I just came back from leaving Jeff in Nicaragua this past weekend. I knew it was going to be hard but I did not foresee it being like it was at all. While we were in Nica I was sick most of the time so everything that we had planned to explore and make adventures out of turned into me being sick and bed ridden. We had a lot of good talks because of it though and we started talking about important life lesson's that we had learned from our childhood and how they reflected in our lives now. One that I brought up was the fact that life does not stop for any one - or for any reason. People always wish they could put the world on hold while they get their life in order. At least to be able to give a certain person more time or even one last embrace. It is something that we have no control of and we are often expected to live out life normally no matter the situation we are experiencing. I knew that I was expressing a lesson that I was going to feel on Saturday morning when I got on the plane by myself- but it is still a lesson that is very strong and true. We always wish for that one extra moment as if it can make the impacting difference in our lives.
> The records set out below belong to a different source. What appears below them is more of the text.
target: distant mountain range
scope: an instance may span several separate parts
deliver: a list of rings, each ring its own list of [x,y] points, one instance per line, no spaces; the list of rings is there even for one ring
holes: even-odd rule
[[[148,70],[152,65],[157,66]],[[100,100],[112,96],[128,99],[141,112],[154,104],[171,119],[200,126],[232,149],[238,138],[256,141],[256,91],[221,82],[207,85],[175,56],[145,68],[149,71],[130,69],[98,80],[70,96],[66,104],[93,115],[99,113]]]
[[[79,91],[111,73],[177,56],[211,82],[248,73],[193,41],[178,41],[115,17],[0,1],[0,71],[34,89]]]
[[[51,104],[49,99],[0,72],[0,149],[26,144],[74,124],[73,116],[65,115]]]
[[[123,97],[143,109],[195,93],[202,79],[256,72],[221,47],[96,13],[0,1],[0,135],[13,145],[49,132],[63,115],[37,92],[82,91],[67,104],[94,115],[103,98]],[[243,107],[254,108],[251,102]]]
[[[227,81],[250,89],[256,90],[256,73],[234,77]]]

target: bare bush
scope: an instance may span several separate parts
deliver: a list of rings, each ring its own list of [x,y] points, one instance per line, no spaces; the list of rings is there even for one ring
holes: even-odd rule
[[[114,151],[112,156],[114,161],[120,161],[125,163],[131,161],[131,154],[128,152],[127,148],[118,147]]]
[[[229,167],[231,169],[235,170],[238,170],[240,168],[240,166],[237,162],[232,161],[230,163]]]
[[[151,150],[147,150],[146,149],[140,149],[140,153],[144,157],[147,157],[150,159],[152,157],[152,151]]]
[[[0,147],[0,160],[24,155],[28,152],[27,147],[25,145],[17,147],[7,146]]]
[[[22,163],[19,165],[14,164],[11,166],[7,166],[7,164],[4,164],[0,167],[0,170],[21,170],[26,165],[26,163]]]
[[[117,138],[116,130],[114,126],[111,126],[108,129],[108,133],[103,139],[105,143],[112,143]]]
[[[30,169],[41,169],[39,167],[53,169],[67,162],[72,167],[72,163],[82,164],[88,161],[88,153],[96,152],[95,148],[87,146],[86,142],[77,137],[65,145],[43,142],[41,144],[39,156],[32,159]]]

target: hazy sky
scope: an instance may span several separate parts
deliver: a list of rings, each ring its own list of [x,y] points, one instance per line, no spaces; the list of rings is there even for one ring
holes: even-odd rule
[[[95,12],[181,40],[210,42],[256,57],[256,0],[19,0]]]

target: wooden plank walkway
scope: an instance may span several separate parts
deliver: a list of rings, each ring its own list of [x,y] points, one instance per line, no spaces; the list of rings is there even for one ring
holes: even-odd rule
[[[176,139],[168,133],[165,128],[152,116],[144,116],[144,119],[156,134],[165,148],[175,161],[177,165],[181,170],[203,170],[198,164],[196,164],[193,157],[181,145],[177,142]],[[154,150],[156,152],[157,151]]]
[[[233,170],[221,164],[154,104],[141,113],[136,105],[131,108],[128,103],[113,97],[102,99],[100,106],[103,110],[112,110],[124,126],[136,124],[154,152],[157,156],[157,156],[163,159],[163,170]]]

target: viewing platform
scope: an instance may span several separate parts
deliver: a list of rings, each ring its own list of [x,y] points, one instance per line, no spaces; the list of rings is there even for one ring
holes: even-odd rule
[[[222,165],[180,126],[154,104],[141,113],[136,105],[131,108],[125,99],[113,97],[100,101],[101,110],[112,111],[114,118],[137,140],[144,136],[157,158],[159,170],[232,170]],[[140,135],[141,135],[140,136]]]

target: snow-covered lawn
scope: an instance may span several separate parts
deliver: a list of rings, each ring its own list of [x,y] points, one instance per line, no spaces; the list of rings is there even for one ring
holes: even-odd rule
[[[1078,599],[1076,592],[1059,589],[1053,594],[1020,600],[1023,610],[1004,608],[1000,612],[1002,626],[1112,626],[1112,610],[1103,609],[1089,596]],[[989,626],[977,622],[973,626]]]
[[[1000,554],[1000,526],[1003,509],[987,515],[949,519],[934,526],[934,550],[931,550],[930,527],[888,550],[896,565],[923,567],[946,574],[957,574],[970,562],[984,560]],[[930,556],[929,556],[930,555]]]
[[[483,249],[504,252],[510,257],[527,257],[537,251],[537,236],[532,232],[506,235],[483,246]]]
I know this summer is going to be good for us. I know it is something that God has a bigger plan for than I cannot understand now- and it is probably a potential time to draw closer to Him while I am in a country I do not know the people or even understand the language. This summer has great potential for some amazing Personal, Life, & World growth, so that is how I am going to need to embrace it.

I leave for India in 10 days and in my preparation for the leaving and getting medicated- I have had some interesting reactions to the vaccines. I was part of the 5% of the population that actually contracted a mild form of typhoid from the vaccine- which caused me to be sick while in Nica. I am also on a preventative medication for Malaria and apparently I am allergic to that medication. A rash across my arm and lips 2x their size gave us the direction to stop that medication. I keep telling my mom it's God's way of helping me transition to not having Jeff in the same country because even if he were here, I would not be seeing him with my clown lips. It hurts to laugh, cry, and even to smile- but the Dr. said they should be back to normal in 2 days :-) 

I hope he is right, because this picture was of me trying to smile!